Я опускаю стеганые ватные штаны. Левое бедро в крови. В белой кальсонине маленькая черная дырочка, и оттуда ползет кровь... Моя кровь... А боль затухает... только голова кружится. И тошнит немного.
– Это ложкой, да? – испуганно спрашивает Сашка. – Что же это такое?
– "Рама", – говорит Коля, – хорошо, что не в голову.
Ранен!.. Как же это так? Ни боя, ничего. В тишине вечерней. Грудью на дот не бросался. В штыки не ходил. Коля уходит куда-то, приходит, снова уходит. Нога не распрямляется.
– Жилу задело, – говорит Сашка.
– Что ж никто не идет? – спрашиваю я. – Я ведь кровью истеку.
– Ничего, крови хватит. Ты вот прислонись-ка, полежи.
Приходит Коля. Приводит санинструктора. Тот делает укол мне:
– Это чтобы столбняка не было.
Перебинтовывает. Меня кладут на чью-то шинель. Кто-то приходит и уходит. Как-то все уже неинтересно. Я долго лежу. Холода я не чувствую. Я слышу, как Коля кричит:
– Замерзнет человек! Надо в санбат отправлять, а старшина, гад, машину не дает.
Кому это он говорит? А-а, это комбат идет ко мне. Он ничего не говорит. Он смотрит на меня. Может быть, сказать ему, чтобы велел сапоги мне выдать? А впрочем, к чему они мне теперь?.. Подходит полуторка. На ней бочки железные из-под бензина.
– Придется меж бочек устроиться, – слышу я голос комбата.
Какая разница, где устраиваться.
Мне суют в карман какие-то бумаги.

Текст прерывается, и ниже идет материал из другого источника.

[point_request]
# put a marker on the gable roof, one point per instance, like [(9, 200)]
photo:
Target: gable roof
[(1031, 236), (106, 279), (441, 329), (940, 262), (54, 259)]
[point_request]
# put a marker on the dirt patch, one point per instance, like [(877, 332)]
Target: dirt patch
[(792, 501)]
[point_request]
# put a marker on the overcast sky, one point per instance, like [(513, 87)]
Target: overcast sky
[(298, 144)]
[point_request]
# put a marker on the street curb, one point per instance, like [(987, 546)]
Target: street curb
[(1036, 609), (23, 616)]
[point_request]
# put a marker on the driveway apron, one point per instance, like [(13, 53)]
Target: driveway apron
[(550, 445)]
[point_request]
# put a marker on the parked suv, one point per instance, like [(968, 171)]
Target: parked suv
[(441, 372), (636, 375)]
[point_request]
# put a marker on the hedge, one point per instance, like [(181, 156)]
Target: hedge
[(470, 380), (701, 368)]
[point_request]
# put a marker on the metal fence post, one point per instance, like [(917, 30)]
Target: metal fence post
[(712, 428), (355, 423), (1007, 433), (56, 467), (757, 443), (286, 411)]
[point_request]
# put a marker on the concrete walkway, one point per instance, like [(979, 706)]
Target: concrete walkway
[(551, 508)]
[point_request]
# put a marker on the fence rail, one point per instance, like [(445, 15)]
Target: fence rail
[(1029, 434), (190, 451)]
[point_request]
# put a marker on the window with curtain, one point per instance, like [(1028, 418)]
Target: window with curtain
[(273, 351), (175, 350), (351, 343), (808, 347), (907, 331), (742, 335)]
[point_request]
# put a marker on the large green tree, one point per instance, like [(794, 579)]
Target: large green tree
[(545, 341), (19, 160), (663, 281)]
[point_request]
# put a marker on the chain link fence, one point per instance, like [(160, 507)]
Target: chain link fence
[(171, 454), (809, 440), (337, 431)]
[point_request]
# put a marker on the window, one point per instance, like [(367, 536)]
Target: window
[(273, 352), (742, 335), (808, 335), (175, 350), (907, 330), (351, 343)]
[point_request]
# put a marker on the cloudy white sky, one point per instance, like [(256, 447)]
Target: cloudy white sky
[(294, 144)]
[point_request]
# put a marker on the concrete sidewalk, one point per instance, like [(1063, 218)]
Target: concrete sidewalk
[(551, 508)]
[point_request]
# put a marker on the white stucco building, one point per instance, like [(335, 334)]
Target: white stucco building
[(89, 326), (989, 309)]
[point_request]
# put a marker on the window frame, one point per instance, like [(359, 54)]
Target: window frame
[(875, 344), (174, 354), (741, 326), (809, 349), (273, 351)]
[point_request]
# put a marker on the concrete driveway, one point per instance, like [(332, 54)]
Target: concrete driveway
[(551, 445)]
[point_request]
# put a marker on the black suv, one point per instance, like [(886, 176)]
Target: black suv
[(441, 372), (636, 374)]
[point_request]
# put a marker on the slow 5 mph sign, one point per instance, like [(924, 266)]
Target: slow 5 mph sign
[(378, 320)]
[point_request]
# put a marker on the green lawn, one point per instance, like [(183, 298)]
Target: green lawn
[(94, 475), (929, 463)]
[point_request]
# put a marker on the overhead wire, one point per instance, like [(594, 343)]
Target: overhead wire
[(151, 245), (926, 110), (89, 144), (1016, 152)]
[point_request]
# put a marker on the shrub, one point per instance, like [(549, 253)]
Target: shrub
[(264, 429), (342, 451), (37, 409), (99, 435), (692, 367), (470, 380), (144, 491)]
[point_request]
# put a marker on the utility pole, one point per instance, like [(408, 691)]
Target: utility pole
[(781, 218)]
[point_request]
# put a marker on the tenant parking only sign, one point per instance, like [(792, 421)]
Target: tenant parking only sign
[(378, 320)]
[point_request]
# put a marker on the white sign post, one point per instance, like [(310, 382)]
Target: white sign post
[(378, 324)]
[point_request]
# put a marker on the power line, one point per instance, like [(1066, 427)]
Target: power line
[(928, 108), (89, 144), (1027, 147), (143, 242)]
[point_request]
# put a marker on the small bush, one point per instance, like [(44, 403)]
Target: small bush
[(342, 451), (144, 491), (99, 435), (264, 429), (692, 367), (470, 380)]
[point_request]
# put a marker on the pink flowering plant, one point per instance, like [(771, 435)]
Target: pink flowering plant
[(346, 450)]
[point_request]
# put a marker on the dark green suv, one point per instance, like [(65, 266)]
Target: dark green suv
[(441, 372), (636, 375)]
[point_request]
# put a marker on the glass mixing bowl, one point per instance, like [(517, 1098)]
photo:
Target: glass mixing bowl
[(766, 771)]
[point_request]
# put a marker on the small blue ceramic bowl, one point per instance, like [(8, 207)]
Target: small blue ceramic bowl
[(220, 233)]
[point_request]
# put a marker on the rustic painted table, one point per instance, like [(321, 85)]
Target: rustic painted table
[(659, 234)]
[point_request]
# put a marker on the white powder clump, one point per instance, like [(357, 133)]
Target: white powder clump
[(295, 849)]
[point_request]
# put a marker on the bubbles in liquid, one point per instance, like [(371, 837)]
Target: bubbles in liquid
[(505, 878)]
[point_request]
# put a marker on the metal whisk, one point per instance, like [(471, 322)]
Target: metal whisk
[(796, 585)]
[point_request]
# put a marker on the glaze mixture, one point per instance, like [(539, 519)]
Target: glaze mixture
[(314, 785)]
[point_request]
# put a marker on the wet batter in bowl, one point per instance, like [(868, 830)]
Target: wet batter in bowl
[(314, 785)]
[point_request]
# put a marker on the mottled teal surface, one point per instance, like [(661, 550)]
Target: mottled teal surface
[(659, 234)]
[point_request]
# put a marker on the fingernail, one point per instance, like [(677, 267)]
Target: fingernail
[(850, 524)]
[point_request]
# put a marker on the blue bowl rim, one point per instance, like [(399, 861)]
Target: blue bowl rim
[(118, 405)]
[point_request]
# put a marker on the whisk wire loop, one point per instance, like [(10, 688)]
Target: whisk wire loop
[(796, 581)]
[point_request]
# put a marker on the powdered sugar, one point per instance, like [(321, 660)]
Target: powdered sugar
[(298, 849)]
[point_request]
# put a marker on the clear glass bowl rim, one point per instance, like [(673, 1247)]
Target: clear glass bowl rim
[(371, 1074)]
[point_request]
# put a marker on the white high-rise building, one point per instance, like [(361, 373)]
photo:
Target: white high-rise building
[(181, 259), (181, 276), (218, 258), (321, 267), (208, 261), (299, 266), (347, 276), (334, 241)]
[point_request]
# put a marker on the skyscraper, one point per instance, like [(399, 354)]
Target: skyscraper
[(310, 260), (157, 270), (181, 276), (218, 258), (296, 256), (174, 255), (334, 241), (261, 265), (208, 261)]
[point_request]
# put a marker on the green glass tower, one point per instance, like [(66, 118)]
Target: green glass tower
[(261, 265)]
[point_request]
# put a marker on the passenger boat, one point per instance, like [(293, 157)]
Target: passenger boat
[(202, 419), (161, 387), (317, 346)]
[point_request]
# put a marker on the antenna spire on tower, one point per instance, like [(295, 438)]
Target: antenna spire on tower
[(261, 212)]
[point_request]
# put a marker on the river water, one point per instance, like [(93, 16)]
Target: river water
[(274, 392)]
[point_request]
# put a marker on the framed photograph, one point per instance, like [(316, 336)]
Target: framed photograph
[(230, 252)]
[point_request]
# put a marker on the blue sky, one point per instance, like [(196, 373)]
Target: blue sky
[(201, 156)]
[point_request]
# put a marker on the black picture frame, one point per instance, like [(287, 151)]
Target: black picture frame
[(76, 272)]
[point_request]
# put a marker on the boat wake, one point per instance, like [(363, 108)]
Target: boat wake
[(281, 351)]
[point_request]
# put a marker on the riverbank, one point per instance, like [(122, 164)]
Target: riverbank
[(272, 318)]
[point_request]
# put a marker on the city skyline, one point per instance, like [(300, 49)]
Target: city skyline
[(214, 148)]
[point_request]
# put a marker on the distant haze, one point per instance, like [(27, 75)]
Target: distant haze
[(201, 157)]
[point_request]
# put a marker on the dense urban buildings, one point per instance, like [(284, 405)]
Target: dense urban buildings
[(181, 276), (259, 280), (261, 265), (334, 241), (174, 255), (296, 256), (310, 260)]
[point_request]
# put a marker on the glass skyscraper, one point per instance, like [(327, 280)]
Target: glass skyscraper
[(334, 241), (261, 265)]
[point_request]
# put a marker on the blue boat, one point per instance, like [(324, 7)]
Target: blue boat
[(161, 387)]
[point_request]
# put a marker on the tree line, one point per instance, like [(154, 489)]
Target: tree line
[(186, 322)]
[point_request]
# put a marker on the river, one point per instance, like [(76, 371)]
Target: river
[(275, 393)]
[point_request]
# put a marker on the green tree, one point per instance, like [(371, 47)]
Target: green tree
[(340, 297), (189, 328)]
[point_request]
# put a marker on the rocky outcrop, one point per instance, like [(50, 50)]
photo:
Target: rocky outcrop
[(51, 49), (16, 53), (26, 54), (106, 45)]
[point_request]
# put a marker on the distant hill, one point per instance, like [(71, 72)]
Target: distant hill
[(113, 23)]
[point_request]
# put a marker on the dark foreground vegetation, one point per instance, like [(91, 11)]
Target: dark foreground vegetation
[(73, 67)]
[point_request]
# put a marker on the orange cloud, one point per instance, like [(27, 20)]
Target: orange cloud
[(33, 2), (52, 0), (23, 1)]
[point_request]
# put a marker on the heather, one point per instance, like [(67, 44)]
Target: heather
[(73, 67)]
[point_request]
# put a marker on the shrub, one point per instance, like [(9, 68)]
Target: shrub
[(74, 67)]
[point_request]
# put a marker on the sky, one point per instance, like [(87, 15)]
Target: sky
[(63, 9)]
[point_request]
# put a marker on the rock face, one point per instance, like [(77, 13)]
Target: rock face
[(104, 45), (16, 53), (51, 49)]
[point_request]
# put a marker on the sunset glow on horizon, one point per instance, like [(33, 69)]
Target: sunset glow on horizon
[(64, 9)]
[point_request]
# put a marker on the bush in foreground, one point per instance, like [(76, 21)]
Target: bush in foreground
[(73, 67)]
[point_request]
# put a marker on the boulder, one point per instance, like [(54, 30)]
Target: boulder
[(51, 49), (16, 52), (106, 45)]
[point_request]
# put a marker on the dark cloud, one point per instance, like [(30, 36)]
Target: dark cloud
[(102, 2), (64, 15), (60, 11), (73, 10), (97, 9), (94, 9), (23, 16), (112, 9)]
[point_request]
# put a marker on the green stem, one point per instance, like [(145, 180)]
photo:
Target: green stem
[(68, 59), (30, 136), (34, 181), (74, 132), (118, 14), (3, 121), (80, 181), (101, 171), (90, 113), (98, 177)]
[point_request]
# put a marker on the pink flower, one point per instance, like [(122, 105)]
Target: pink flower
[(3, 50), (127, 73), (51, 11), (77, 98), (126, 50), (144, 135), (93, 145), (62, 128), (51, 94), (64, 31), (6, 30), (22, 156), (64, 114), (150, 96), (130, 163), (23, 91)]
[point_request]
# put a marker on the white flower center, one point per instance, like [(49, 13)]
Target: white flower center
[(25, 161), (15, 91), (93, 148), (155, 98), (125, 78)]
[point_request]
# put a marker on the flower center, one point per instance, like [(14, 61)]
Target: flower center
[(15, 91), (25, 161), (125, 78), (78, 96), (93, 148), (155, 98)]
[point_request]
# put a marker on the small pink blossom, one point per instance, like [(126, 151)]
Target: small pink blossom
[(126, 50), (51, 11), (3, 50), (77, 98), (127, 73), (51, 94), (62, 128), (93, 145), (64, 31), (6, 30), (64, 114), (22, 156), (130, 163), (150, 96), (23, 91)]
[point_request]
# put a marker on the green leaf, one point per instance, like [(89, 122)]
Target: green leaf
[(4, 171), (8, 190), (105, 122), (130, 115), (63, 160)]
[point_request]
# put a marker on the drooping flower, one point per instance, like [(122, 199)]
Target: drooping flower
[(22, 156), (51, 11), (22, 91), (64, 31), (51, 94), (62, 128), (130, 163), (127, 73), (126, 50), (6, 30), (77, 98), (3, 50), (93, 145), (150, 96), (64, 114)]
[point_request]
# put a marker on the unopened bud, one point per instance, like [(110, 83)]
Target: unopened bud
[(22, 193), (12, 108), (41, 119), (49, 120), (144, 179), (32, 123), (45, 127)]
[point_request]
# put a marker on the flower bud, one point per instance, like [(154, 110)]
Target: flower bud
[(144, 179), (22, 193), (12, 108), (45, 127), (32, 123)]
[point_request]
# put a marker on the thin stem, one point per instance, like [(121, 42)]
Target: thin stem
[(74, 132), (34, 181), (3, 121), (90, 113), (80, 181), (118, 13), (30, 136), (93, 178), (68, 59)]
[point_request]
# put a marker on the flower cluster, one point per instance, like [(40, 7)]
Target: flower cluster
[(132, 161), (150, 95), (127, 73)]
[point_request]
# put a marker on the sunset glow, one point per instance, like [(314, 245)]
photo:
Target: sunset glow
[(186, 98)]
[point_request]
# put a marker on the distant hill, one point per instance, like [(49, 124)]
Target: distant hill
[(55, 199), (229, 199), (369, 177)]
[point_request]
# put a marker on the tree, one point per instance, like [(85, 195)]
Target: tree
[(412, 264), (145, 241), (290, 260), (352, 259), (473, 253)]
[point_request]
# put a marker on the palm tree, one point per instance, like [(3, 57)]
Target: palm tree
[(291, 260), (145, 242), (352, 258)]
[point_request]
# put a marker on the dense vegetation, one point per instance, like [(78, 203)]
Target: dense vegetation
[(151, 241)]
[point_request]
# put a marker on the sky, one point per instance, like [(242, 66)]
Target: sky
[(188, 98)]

Не могу разобрать, кто сует... Какая, впрочем, разница?
– Это документы, – говорит Коля, – в медсанбате сдашь.
Меня кладут в кузов. Пустые бочки, как часовые, стоят вокруг меня.
– Прощай, – говорит Коля, – ехать недолго.
– Прощай, Коля.
– Прощай, – говорит Сашка Золотарев, – увидимся.
– Прощай, – говорю я. – Конечно, увидимся.
И машина уходит. Все. Я сплю, пока мы едем по дороге, по которой я двигался на север. Я сплю. Без сновидений. Мне тепло и мягко. Бочки окружают меня.
Я просыпаюсь на несколько минут, когда меня несут в барак медсанбата.
Укладывают на пол. И я засыпаю снова.
...Это большая, прекрасная комната. И стекла в окнах. И тепло. Топится печь.
Меня тормошит кто-то. Это сестра в белом халате поверх ватника.
– Давай документы, милый, – говорит она, – нужно в санитарный поезд оформлять. В тыл повезут.
Я достаю документы из кармана. Вслед за ними выпадает ложка. Ложка?!
– Ложку-то не потеряй, – говорит сестра.
Ложка?.. Откуда у меня ложка?.. Я подношу ее к глазам. Алюминиевая сточенная ложка, а на черенке ножом выцарапано "Шонгин"... Когда же это я успел ее подобрать? Шонгин, Шонгин... Вот и память о тебе. Ничего не осталось, только ложка. Только ложка. Сколько войн он повидал, а эта последняя. Бывает же когда-нибудь последняя. А жена ничего не знает. Только я знаю... Я упрячу эту ложку поглубже. Буду всегда с собой носить... прости меня, Шонгин, старый солдат...
Сестра возвращает мне бумаги.
– Спи, – говорит она, – спи. Чего губы-то дрожат? Теперь уже не страшно.
Теперь уже не страшно. Что уж теперь? Теперь мне ничего не нужна. Даже сапоги не нужны. Теперь я совсем один. Вдруг Коля войдет и скажет: "Теперь наступление. Теперь лафа, ребята. Теперь будем коньячок попивать..." Или вдруг войдет Сашка Золотарев: "Руки у меня отвалива-ются от работы, а заменить нечем..." А Шонгин скажет: "Э-э, болтать вы горазды. Паскуды вы, ребята..." А Шонгин теперь ничего не скажет. Ничего. Какой же я солдат даже из автомата ни разу не выстрелил. Даже фашиста живого ни одного не видал. Какой же я солдат? Ни одного ордена у меня, ни медали даже... А рядом со мной лежат другие солдаты. Я слышу стоны. Это настоящие солдаты. Эти все прошли. Все повидали.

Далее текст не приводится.